Mi aspettava fuori dalla mia classe ad ogni intervallo, mi seguiva durante la pausa pranzo e alla fine delle lezioni. Mi prendeva per mano e mi portava a spasso per i corridoi, quasi fossi un cucciolo smarrito, o il soggetto del suo servizio civile.
Parlare con lei era fuori discussione, data la mia propensione al mutismo selettivo... ma forse avrei potuto scriverle un bigliettino...
– Signor Potter? – Un libro venne sbattuto sul mio banco, facendomi alzare lo sguardo. – Non ha sentito la campanella suonare. Di nuovo. – Il professor Piton mi fulminò con gli occhi, anche se il suo tono di voce era tanto pacato da sembrare persino gentile.

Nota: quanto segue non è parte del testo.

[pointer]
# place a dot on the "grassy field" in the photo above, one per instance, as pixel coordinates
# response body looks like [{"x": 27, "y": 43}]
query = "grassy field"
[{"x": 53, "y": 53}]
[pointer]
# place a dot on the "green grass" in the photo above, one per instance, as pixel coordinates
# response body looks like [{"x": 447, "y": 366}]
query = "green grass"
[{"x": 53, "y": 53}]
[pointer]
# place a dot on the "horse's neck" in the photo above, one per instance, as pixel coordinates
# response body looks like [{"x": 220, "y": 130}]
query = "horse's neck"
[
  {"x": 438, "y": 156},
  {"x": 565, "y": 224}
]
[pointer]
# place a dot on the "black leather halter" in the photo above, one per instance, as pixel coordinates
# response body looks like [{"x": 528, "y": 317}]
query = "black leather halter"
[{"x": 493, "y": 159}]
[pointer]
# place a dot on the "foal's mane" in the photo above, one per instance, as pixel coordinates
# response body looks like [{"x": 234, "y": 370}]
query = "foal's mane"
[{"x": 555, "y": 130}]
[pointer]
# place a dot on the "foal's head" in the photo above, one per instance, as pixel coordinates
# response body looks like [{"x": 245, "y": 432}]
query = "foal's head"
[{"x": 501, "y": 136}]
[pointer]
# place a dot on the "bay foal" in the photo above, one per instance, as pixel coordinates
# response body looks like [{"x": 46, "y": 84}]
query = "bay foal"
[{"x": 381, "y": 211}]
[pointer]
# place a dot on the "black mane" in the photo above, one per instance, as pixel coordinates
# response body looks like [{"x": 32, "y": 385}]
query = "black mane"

Buttai lo zaino sulla spalla e mi avviai verso la porta.
Piton mi fissò senza fiatare.
In situazioni normali mi avrebbe detto qualcosa di velatamente acido, ma ultimamente anche la sua crociata nei miei confronti si era ammorbidita.
Lui e mia madre erano stati compagni di classe per diversi anni durante l'infanzia, ed ero convinto che ignorarmi fosse il suo modo di onorarne il ricordo.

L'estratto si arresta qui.